It is unfortunate that the July 15 hearing in the case of Philip Goldstein v. Scudder New Europe Fund (MFMN, 7/26/99 ) remained mired in legal interpretations instead of delving into the real issue at hand. The presiding judge and attorneys focused on interpretations of SEC no-action letters. They never got into a debate on the pros and cons of imposing redemption fees on closed-end funds when they open. Industry observers argue both ways, and it is a debate worth having.
Goldstein, an arbitrageur who holds 150,000 shares in the closed-end fund, wanted Scudder to allow shareholders to vote separately on opening the fund and on imposing a redemption fee.
U.S. District Court of New York Judge Loretta Preska ruled in favor of Scudder Kemper Investments of New York issuing a proxy combining the two issues. Her reasoning was that the fund's board deemed it a business necessity to protect shareholders against wholesale redemptions and excessive tax liabilities.

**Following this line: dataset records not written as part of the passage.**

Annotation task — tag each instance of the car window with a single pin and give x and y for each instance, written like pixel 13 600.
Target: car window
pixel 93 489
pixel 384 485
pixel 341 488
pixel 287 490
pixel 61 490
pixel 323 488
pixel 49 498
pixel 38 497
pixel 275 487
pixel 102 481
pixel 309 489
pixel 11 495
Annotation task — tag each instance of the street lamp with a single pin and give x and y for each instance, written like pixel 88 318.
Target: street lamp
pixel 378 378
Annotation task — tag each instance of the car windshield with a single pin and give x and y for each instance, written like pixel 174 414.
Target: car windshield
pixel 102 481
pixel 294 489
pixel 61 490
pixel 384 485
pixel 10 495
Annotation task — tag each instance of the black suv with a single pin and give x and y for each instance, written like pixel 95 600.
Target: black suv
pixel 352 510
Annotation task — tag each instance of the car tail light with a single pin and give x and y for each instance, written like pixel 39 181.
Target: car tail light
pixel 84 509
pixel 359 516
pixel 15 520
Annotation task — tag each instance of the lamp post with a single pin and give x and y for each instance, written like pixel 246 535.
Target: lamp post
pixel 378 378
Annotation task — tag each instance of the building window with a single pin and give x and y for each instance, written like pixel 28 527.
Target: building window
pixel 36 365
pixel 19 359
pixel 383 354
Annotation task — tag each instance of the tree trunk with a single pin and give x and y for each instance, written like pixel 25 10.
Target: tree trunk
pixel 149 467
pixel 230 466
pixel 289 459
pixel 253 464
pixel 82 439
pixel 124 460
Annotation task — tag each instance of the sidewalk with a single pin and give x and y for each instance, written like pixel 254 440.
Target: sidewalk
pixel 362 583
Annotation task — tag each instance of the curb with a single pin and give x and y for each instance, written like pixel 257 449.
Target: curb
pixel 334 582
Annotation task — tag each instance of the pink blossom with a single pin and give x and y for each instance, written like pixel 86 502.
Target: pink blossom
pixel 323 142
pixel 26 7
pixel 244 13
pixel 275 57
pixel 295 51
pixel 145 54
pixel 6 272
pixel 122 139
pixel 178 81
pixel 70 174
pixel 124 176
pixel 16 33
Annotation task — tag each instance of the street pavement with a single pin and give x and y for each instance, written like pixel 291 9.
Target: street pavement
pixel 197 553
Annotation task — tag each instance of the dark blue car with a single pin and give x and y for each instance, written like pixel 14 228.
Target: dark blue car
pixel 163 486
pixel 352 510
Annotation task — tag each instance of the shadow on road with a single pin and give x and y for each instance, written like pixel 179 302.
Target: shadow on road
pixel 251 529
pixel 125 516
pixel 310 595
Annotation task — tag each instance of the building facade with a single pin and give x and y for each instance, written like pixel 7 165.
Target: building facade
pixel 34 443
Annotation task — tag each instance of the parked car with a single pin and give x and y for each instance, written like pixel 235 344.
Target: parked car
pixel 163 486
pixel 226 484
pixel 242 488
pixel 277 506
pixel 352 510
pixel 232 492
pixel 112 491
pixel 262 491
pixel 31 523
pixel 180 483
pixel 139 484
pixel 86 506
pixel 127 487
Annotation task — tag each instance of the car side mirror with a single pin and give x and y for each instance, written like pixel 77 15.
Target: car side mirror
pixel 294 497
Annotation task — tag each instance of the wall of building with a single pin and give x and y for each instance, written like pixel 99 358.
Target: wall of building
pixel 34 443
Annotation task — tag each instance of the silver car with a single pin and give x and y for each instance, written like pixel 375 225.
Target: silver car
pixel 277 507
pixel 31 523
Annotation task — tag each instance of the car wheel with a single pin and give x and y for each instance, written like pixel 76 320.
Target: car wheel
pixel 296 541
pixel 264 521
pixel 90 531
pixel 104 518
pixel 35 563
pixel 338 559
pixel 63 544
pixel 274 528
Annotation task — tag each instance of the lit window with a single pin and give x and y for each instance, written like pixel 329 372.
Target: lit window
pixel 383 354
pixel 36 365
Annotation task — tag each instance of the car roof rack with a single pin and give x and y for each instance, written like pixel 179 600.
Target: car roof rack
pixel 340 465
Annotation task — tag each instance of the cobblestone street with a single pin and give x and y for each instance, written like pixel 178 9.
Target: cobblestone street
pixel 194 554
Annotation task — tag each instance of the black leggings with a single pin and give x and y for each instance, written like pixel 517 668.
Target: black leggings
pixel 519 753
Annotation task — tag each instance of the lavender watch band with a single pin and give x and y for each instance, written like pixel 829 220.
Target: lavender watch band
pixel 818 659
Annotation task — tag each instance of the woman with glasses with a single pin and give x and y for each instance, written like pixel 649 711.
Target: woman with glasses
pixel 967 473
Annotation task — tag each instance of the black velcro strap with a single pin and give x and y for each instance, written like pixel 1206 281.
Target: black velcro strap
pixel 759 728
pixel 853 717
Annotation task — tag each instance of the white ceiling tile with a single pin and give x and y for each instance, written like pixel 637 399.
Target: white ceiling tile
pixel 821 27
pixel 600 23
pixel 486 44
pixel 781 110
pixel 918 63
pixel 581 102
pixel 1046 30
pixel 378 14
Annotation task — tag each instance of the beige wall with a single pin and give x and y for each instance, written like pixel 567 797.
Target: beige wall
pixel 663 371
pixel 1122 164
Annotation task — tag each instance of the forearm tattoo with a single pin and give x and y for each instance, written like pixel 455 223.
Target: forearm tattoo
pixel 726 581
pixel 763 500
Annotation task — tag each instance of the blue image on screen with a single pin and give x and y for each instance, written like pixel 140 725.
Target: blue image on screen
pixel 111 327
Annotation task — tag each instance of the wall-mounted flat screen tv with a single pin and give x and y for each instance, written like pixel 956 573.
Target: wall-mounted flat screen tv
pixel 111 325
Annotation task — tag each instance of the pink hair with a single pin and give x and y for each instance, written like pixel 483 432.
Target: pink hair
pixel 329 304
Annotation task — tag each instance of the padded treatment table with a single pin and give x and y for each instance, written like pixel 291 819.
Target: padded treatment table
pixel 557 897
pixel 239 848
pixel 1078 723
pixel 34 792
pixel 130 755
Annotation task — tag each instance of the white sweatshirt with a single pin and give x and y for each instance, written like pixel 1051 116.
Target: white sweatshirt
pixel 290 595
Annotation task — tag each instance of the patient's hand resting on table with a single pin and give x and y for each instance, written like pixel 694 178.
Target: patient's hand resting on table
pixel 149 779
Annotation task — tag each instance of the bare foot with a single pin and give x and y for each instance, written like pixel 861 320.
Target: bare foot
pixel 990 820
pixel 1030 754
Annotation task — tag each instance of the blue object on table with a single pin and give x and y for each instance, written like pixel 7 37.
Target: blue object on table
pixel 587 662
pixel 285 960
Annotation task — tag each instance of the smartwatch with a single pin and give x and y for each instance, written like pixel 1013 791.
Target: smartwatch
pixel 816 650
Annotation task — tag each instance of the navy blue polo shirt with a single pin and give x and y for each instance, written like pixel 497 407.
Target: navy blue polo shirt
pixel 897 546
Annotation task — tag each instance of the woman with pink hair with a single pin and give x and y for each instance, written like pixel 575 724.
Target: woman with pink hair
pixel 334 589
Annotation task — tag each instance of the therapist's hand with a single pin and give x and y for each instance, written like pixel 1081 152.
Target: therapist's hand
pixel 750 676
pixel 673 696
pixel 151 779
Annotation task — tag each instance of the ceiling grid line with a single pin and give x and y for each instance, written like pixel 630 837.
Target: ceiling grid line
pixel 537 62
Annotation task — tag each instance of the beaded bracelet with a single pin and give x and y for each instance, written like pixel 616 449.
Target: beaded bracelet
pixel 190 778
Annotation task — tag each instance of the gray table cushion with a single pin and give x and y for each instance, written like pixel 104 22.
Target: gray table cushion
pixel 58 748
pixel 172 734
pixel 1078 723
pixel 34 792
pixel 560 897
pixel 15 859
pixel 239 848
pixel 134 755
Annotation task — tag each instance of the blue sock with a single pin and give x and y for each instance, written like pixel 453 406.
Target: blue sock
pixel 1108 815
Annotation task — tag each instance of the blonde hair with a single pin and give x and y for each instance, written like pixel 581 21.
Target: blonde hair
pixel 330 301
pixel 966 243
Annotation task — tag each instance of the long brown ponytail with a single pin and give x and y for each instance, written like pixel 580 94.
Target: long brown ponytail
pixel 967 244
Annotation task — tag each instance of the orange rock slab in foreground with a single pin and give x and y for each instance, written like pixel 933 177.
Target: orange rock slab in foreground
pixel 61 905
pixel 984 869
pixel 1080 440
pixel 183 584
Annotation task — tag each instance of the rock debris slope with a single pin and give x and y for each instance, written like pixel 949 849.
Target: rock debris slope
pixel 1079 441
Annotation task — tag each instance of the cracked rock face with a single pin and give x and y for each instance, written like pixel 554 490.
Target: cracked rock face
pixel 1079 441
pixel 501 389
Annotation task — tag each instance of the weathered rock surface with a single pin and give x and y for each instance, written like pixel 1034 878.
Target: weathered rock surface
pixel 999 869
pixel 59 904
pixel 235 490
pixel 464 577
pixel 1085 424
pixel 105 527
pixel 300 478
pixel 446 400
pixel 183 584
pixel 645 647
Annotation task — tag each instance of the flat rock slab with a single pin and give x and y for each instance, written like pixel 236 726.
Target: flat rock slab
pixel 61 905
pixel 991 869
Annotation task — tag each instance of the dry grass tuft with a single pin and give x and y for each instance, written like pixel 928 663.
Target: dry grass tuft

The judge also cited two affidavits Scudder had presented from outside parties supporting this view.
The judge discounted an affidavit saying the fee was not necessary that Goldstein's attorney had presented from Lazard Freres & Co. of New York, the largest shareholder in the fund with 1.1 million shares. The judge said she discounted that opinion because it was not from a disinterested party.
Even if the judge had considered that affidavit, Goldstein's attorney, Gregory Keller, a partner at Silverman, Harnes, Harnes, Prussin & Keller of New York, could still have made a stronger argument for the feasibility of converting closed-end funds without redemption fees.
For example, when the judge asked Keller why redemption fees were not necessary, he replied, "It is obviously possible to separate [the two issues]. . . You don't need a redemption fee to open-end a fund under the 40 Act. Just because this was done this way in the past, it doesn't make it right."
The judge then asked Keller whether a redemption fee would "discourage wholesale redemptions, taking care of tax liabilities to protect all shareholders."
"There are no estimates of the cost of open-ending without a fee," Keller said.
"The fact other funds impose a redemption fee is of some relevance, is it not?" Preska then asked Keller.
"I don't know if it is relevant," said Keller.
In an interview after the hearing, Keller said he felt the judge would not have allowed a debate over the necessity of redemption fees.
"The judge already knew, from one of Scudder's affidavits, that half of the funds that open do not impose redemption fees," said Keller. "The issue, in the judge's mind, was not whether fees are necessary. Management had said the fee is a business necessity and she accepted that. She was not going to allow this debate."
Nonetheless, it still seemed that because the hearing came down to the question of whether fees are inextricably linked to opening a fund, Keller should have pressed the argument that they are not always imposed. He could have noted that a majority of funds do not impose such fees. In 1998, 60 percent of the closed-end funds that opened did not impose a redemption fee, according to Lipper, Inc. of Summit, N.J.
Goldstein's counsel could have presented affidavits from closed-end fund managers who have opted against fees and from third parties, such as Gregg Wolper, a closed-end fund editor with Morningstar of Chicago.
"Such fees are not absolutely necessary when open-ending a fund," said Wolper in an interview. "The goal is to reduce the amount of money moving out of a fund, but there is no proof they succeed in reducing the outflow of money."
"A redemption fee could be reasonable if there is a likelihood of many redemptions," said Robert Zutz, an attorney with Kirkpatrick & Lockhart of Washington, D.C. "But a fund can have no idea how many people will redeem," so it cannot be argued that redemption fees are a business necessity.
"There have been lots of conversions of closed-end funds without redemption fees," said Ron Olin, the chairman of Deep Discount Advisors of Asheville, N.C, a money management firm specializing in closed-end funds. "We believe it would have been proper, reasonable and fair to separate the proposals and let shareholders decide if they want such a fee."
On the other hand, no matter how convincing an argument Keller might have made, it may not have mattered because the judge seemed predisposed in Scudder's favor. Preska even implied Goldstein had made a pest of himself when she said that Goldstein had "bombarded" the SEC on this matter.
It will be interesting to see if the issue is raised again, in court, at an industry conference or in a study comparing the effects of opening closed-end funds with and without fees. If this case becomes a precedent, it would be unfortunate because it never delved thoroughly into this thorny issue.